Authorities in Bahrain have released Shia political activist Maryam Abdulhadi al-Khawaja but the charges against her still stand, the Gulf state’s interior ministry said in a statement.
Al-Khawaja, arrested after arriving at Manama airport last month and accused of assaulting a police officer, was released dependent on a guarantee of her place of residence and is banned from travelling, Thursday’s statement said.
“The lawyer of the accused requested her release after she was arrested on charges of assaulting a female officer and a policewoman at the Bahrain International Airport on August 30,” the statement said.
If convicted, al-Khawaja can spend several years in prison. She denies all accustions, and confirmed upon her release that she will not stop speaking out against human rights violations in the kingdom.
“Before leaving prison, I informed them that I will continue my human rights work,” al-Khawaja said on her Twitter account.
Al-Khawaja, a director of the Beirut-based Gulf Centre for Human Rights, also holds Danish citizenship and is a daughter of jailed Shia opposition icon Abdulhadi al-Khawaja. The family played a pivotal role in anti-government protests in 2011 and in sporadic anti-government protests that followed. The father is on a hungerstrike to protest his arrest since 2011 for his peaceful role in the upheaval.

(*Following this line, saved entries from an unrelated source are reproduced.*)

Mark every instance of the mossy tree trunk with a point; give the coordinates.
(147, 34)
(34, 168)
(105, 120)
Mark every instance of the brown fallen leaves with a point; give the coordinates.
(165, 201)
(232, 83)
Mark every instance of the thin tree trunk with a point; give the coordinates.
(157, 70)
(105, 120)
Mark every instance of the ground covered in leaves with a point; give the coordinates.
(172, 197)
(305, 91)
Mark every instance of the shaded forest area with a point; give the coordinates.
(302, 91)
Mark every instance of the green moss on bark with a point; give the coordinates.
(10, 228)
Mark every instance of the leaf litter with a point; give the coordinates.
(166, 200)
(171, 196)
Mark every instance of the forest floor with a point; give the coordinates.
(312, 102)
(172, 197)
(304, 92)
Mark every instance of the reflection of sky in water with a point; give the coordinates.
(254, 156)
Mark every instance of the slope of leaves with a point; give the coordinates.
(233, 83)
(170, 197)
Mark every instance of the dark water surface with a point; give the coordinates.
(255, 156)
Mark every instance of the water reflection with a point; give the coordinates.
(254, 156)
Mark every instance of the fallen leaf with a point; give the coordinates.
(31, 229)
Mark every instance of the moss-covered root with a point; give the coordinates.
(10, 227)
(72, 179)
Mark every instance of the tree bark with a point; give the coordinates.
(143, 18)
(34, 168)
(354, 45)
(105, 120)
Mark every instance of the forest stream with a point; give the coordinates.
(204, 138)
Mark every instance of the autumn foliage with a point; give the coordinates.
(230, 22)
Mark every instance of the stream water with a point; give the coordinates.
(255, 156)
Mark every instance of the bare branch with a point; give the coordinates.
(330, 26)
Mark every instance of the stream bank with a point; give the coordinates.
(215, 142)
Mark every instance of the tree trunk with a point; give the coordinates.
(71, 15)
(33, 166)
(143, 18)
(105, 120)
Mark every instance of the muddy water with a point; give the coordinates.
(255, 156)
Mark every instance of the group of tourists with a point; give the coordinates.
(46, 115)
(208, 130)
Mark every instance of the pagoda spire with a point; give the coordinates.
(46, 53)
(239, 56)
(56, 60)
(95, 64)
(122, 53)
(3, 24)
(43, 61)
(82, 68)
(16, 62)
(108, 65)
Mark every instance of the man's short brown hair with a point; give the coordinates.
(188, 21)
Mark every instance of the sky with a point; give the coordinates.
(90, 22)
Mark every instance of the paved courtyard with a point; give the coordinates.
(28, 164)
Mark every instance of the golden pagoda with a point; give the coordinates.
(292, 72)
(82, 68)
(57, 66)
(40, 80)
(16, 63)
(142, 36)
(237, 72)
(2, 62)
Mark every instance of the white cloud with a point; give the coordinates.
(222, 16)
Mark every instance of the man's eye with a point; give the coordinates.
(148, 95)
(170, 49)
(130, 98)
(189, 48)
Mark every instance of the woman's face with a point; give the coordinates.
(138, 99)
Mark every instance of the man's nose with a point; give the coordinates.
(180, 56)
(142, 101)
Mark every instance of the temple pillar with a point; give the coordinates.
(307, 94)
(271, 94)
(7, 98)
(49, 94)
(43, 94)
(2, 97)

In 2011, Bahrain was caught up in the so-called “Arab Spring” and thousands of protesters from the country’s Shia majority sought to topple the ruling Sunni Muslim Al-Khalifa dynasty.
Earlier on Thursday, more than 150 civil society organisations from more than 60 countries called on King Hamad bin Issa al-Khalifa to immediately and unconditionally release Al-Khawaja.
Life imprisonement
The signatories to the letter also urged the Bahraini ruler to release imprisoned human rights defenders and prisoners of conscience and cease all undue and unwarranted restrictions on civil society activism.
Since the 2011 protests, dozens of Bahraini Shia have been sentenced to lengthy prison terms after being convicted of involvement in violent protests.
Before al-Khawaja’s release, a Bahraini court has handed down a punishment of life inprisonment to 14 Shia protesters after they were convicted of attempted murder of policemen. The defendents were found guilty of participating in unauthorized protests, and detonating an improvised explosive device during a 2013 anti-government protest, AFP quoted an unnamed judicial source as saying. Several policemen were wounded, some seriously, at the incident.
“If the international community could secure my release, that gives me hope that we can do the same for the thousands of political prisoners,” al-Khawaja tweeted following her release.